Long-term monitoring efforts have provided robust datasets on several breeding seabird species (Figure 2), including five endemic taxa: Cape Verde shearwater (Calonectris edwardsii), Cape Verde petrel (Pterodroma feae), Cape Verde storm-petrel (Hydrobates jabejabe), Cape Verde little shearwater (Puffinus boydi), and white-faced storm-petrel subspecies Pelagodroma marina eadesorum (Semedo et al., 2021; Medrano et al., 2023). These populations face threats from fishing bycatch, habitat degradation, invasive predators, light pollution, and human disturbance (Semedo et al., 2021). GPS tracking reveals that Cape Verde shearwaters make long foraging trips to productive waters off Dakar, Senegal (Paiva et al., 2015). The Cape Verde petrel undertakes trans-equatorial migrations between the Azores and Brazilian coastal waters during the non-breeding period (Ramos et al., 2017).

 

FIGURE 2. Examples of tracks from multiple seabird species observed around seamounts in the Cabo Verde archipelago. Scientific names of seabird species from top to bottom in the map legend: Sula leucogaster, Bulweria bulwerii, Puffinus boydi, Pterodroma feae, Calonectris edwardsii, Hydrobates jabejabe, Phaethon aethereus, Sula sula, and Pelagodroma marina. Seamounts are indigo polygons (Yesson et al., 2021). Tracks shown represent the nine species for which GPS data were available. Map created in R 4.5.1 (R Core Team, 2025). > High res figure

 

GPS tracking datasets on Cabo Verde seabirds have grown in recent years (Paiva et al., 2015; Militão et al., 2017; dos Santos et al., 2023; Orejas et al., 2025), providing the spatio-temporal resolution to begin identifying which seamount features and surrounding conditions attract foraging seabirds. When tracks from multiple species are mapped together, GPS fixes frequently cluster over seamount projections (Figure 2; González-Solís and Paiva, unpublished data, referenced in Orejas et al., 2025). Cape Verde petrels, white-faced storm-petrels, and Bulwer’s petrels usually forage after sunset and at night (Dias et al., 2016; Ramos et al., 2017; Medrano et al., 2023) and likely do not associate with fishing vessels (Montrond, 2020; Almeida, 2021; Navarro-Herrero et al., 2025), suggesting their concentration over seamount projections reflects a response to natural prey availability (Orejas et al., 2025). These species may target micronekton aggregations driven toward the surface by DVMs (Carreiro et al., 2023; dos Santos et al., 2023), a process observed at Senghor Seamount (Mohn et al., 2021; Orejas et al., 2025). Cape Verde shearwaters have been recorded visiting the projections of Maio Seamount and João Valente slopes. However, they are diurnal foragers that associate with fishing vessels (Montrond, 2020; Almeida, 2021), and tuna at seamounts may also drive prey to the surface, creating additional foraging opportunities (Orejas et al., 2025). These overlapping factors make it difficult to isolate the role of seamount processes in attracting this species. Diet and tracking analyses reveal distinct foraging strategies between sympatric Cabo Verde seabirds (dos Santos et al., 2023), indicating that these features may provide a range of resources used by several species. These tracking datasets, combined with seamount-related environmental data, offer a path toward understanding why some areas around seamounts are more attractive to foraging seabirds than others.
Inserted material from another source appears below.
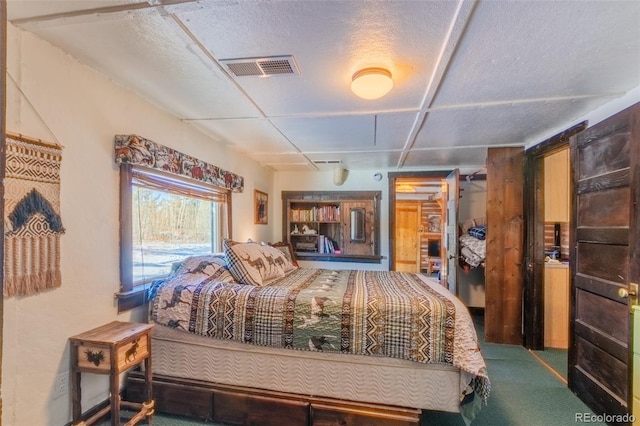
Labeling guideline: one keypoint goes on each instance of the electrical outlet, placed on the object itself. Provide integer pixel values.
(61, 386)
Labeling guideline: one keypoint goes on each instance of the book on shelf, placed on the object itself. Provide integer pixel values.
(327, 246)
Cabo Verde has established 17 marine/coastal protected areas (Decree-Law No. 3/2003, UNDP, 2009; Decree-Law No. 44/2006, National Directorate for the Environment, 2015, reviewed in Larrea et al., 2023). The archipelago hosts a rich assemblage of marine species, and seabird tracking data are now providing the spatial detail needed to protect them. Tracking data have contributed to the designation of marine Key Biodiversity Areas and informed a protection proposal for waters surrounding the islands of Fogo and Brava and the Rombos islets, including the Cadamosto Seamounts (Orejas et al., 2025). As tracking coverage expands, these data have the potential to guide how the protection of seamount areas is designed and prioritized.

CASE STUDY 2. The Azores

The Azores archipelago, in the central North Atlantic, contains 68 large and 398 small seamount-like features that occupy 37% of its EEZ (Morato et al., 2008a). Prominent seamounts include Condor, Gigante, Dom João de Castro, Princess Anna, and Princess Alice. Though many seamounts occur in chains, isolated seamounts are also present. Considerable variations in size and shape prevent generalizations regarding morphology (Morato et al., 2008a).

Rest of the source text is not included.